Black men have a prejudiced history of being labeled as “giant” or “superhuman.”
David Harewood felt it essential to share this story because he is a Black British male. It could be only one narrative from the viewpoint of a person of color who has encountered this system. However, it could be sufficient to influence perceptions or, more crucially, prevent other people from going entirely off the rails. Is it truly possible to feel accepted and complete while being Black and British? I might not belong, Here is a profoundly personal consideration of the conflict of growing older Black and British, overcoming adversity, and a call to action to look at the processes and prejudices that continue to dominate our culture.
David Harewood as an actor
David Harewood, a critically praised actor, explores the actual consequences of racism on Black psychological health in this compelling and thought-provoking narrative of a life lived following insanity. Harewood also reveals tragic family history. At 23, just as his movie career was starting to take off, David Harewood experienced a psychotic collapse and was placed in a section under the Mental Health Act. The renowned actor David Harewood is identified as a “large Black man” in his medical files. It indicates that, at 23, he received four times the authorized doses of diazepam (used to treat anxiety) and haloperidol (also used to treat schizophrenia, psychosis, and agitation). After studying the documents that describe the collapse he experienced well over 30 years ago, he wonders if they were scared of him.
According to Harewood, he was sure he’d almost certainly be dead if he had been in America during his collapse. Not just one or two, but six police officers had to physically prevent him before giving him a tranquilizer, hospitalizing him, and then moving him to a locked ward. Black men have a prejudiced history of being labeled as “giant” or “superhuman.” One wrong move could be fatal for him. Britain also had the power to kill him. Black persons account for 8% of deaths in detention despite representing only about 3% of the population. Additionally, they are at high risk for psychological health.

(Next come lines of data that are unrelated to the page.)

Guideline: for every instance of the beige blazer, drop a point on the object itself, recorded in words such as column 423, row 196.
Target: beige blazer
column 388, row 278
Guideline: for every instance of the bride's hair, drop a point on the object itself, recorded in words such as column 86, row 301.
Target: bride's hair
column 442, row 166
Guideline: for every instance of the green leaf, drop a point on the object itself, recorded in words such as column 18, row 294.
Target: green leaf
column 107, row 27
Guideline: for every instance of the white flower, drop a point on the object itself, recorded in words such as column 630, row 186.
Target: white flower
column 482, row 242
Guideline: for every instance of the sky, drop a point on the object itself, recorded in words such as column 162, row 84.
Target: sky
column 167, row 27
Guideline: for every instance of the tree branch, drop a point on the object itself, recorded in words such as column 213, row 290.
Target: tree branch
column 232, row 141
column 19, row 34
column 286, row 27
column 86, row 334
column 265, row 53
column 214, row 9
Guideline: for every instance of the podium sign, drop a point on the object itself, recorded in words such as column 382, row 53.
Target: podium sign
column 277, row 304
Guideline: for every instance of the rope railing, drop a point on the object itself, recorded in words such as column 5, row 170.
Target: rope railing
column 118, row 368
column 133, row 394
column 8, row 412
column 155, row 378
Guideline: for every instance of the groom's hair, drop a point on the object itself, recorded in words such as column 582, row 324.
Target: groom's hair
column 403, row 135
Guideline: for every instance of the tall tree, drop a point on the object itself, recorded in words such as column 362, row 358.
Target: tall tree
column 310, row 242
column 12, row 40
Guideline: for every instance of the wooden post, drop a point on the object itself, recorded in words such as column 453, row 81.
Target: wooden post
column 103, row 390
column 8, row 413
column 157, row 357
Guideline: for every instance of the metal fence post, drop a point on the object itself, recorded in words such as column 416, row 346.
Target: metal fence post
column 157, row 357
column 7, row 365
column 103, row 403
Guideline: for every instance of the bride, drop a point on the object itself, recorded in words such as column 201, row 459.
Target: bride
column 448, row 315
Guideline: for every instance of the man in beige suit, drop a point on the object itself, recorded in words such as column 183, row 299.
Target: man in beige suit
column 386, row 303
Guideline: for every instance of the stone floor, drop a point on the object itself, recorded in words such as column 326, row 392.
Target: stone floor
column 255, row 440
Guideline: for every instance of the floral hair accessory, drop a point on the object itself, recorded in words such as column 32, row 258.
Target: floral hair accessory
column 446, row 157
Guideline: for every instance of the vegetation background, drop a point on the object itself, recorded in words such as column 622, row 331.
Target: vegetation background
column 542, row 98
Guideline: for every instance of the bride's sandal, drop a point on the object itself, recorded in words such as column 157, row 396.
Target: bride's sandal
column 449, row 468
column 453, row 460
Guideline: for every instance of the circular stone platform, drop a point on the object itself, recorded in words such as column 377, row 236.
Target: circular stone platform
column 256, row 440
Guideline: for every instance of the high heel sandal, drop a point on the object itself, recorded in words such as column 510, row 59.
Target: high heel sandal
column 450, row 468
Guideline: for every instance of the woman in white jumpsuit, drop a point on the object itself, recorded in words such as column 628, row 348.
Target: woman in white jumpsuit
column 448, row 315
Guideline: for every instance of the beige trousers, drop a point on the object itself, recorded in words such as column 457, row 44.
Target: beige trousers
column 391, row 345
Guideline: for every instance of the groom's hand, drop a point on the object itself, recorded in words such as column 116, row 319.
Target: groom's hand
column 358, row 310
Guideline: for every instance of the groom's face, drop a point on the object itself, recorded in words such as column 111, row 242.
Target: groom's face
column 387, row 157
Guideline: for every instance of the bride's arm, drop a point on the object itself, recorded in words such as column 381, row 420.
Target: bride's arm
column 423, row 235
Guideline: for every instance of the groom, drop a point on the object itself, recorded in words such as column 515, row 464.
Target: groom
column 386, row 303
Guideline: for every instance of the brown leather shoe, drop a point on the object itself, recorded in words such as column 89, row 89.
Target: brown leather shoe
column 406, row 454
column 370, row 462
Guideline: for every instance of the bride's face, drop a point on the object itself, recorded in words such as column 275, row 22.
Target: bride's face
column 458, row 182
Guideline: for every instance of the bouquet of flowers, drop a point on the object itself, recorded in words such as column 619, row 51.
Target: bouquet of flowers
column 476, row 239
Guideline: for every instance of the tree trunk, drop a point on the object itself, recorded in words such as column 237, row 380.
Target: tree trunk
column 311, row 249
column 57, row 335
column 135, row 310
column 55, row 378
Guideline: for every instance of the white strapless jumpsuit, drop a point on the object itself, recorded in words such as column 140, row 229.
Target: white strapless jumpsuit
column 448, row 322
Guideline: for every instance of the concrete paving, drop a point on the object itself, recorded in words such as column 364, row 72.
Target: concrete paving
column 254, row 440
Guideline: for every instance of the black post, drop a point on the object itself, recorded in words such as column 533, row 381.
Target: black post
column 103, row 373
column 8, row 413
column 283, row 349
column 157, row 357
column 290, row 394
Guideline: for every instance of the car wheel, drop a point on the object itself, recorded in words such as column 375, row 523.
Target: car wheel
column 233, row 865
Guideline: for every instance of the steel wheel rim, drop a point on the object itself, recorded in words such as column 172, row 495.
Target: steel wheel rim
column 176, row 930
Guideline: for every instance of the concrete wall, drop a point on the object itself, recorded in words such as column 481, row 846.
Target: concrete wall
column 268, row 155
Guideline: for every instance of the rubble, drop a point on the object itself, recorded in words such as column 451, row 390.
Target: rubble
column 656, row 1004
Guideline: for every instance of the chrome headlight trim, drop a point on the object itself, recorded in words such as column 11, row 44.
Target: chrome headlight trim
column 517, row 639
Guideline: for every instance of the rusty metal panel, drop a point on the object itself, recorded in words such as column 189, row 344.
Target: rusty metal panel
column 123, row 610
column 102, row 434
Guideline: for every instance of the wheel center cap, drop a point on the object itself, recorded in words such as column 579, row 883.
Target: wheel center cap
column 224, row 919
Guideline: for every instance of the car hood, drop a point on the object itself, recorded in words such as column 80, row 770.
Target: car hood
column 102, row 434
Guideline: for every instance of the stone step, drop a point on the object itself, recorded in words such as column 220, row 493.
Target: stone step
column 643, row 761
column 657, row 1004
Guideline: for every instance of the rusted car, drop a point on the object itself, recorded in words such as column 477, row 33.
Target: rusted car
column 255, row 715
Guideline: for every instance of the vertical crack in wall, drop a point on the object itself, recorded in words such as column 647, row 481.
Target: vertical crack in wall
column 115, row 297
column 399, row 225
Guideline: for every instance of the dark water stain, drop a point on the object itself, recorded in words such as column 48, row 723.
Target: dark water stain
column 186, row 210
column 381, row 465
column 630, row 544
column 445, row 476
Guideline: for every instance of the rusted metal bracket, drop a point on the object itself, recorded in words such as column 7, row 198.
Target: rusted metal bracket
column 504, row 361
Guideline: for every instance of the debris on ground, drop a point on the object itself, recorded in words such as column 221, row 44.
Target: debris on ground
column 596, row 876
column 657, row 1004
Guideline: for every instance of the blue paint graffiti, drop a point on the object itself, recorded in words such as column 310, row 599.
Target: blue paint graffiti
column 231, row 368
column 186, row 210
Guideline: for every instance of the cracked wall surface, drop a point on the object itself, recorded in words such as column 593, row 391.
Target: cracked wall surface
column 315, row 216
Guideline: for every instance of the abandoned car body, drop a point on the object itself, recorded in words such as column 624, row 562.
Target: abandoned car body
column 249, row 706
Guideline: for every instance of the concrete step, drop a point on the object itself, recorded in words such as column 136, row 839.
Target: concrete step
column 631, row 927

He hasn’t been able to comprehend what happened to him until now, three decades later. What led to this breakdown, and how did he improve to have a great and well-regarded acting career? How did his childhood experiences as a Black British boy cause his sense of himself torn apart? He suffered from many unpleasant job experiences, from bullying to harsh feedback. He had just finished the Royal Academy of Dramatic Art. Harewood’s mind began to fall apart around this time, in addition to his drug usage.
Harewood states that staying in Britain is difficult for Black people. The main focus of his excellent book, Maybe I Don’t Belong Here, is racial pain, and it’s not the story of someone who merely appreciates that his life wasn’t reduced to a number. Even though Harewood was twice partitioned from a detention center to appearing in the Oscar-nominated movie Blood Diamond and the TV series Homeland, it is hardly a story of personal victory.
The book has a lot of delightful experiences. Harewood, who at the time was ignorant of Rada’s reputation, almost canceled the audition. He frequently performed Shakespeare for his amazed pals during lock-ins at the wine bar he served at in Birmingham. He met Maya Angelou in New York, who might break into poetry in the middle of a conversation if the thought struck her. With such a significant and influential voice, this book is a must-read. It is one of the Best Film and Theatre Books of the Year from The Times. David Harewood narrates the story with remarkable sincerity and frank self-analysis.